Add a MySQL data source
- Go to the Data Source page.
- Log on to the DataWorks console.
- In the left-side navigation pane, click Workspaces.
- After you select the region where the required workspace resides, find the workspace and click Data Integration in the Actions column.
- In the left-side navigation pane of the Data Integration page, choose to go to the Data Source page.
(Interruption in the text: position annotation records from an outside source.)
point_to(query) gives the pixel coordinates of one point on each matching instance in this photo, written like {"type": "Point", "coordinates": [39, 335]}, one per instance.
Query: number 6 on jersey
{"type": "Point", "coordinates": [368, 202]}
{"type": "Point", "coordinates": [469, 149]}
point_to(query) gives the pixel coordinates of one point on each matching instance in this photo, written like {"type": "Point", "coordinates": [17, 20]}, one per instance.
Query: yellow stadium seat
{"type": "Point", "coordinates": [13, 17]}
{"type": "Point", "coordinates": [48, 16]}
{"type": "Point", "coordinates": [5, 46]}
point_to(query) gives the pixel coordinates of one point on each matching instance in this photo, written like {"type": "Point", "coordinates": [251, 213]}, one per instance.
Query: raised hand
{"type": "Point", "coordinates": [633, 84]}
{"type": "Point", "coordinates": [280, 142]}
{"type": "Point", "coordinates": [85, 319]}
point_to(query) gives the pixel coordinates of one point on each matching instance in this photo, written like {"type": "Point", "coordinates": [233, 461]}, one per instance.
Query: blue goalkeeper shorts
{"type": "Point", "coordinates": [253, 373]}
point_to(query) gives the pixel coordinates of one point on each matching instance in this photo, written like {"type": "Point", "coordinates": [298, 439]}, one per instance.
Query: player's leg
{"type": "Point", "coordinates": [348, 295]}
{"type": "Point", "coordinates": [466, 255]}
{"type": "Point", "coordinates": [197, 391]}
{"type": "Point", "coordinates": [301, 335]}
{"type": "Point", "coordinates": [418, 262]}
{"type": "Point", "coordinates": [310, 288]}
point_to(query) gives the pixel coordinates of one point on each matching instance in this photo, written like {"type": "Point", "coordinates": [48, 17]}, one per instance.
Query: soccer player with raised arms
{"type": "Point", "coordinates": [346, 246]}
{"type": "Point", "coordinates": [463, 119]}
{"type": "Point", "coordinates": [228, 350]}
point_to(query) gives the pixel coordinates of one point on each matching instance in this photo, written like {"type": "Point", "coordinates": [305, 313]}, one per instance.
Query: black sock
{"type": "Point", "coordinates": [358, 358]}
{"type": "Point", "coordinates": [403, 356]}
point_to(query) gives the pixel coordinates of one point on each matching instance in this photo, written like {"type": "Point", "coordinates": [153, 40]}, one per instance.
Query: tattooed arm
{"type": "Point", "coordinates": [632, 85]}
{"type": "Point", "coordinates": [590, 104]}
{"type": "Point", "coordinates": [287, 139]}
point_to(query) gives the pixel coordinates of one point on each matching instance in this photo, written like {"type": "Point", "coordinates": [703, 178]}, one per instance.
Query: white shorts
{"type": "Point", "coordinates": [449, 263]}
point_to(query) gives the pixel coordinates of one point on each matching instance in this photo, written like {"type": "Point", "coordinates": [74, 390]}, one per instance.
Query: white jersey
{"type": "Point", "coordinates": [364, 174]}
- On the Data Source page, click Add data source in the upper-right corner.
- In the Add data source dialog box, click MySQL in the Relational Database section.
- In the Add MySQL data source dialog box, configure the parameters.
- Set Resource Group connectivity to Data Integration.
- Find the desired resource group in the resource group list in the lower part of the dialog box and click Test connectivity in the Actions column. A synchronization node can use only one type of resource group. To ensure that your synchronization nodes can be normally run, you must test the connectivity of all the resource groups for Data Integration on which your synchronization nodes will be run. If you want to test the connectivity of multiple resource groups for Data Integration at a time, select the resource groups and click Batch test connectivity. For more information, see Establish a network connection between a resource group and a data source.Note
- By default, the resource group list displays only exclusive resource groups for Data Integration. To ensure the stability and performance of data synchronization, we recommend that you use exclusive resource groups for Data Integration.
- If you want to test the network connectivity between the shared resource group or a custom resource group and the data source, click Advanced below the resource group list. In the Warning message, click Confirm. Then, all available shared and custom resource groups appear in the resource group list.
- After the data source passes the connectivity test, click Complete.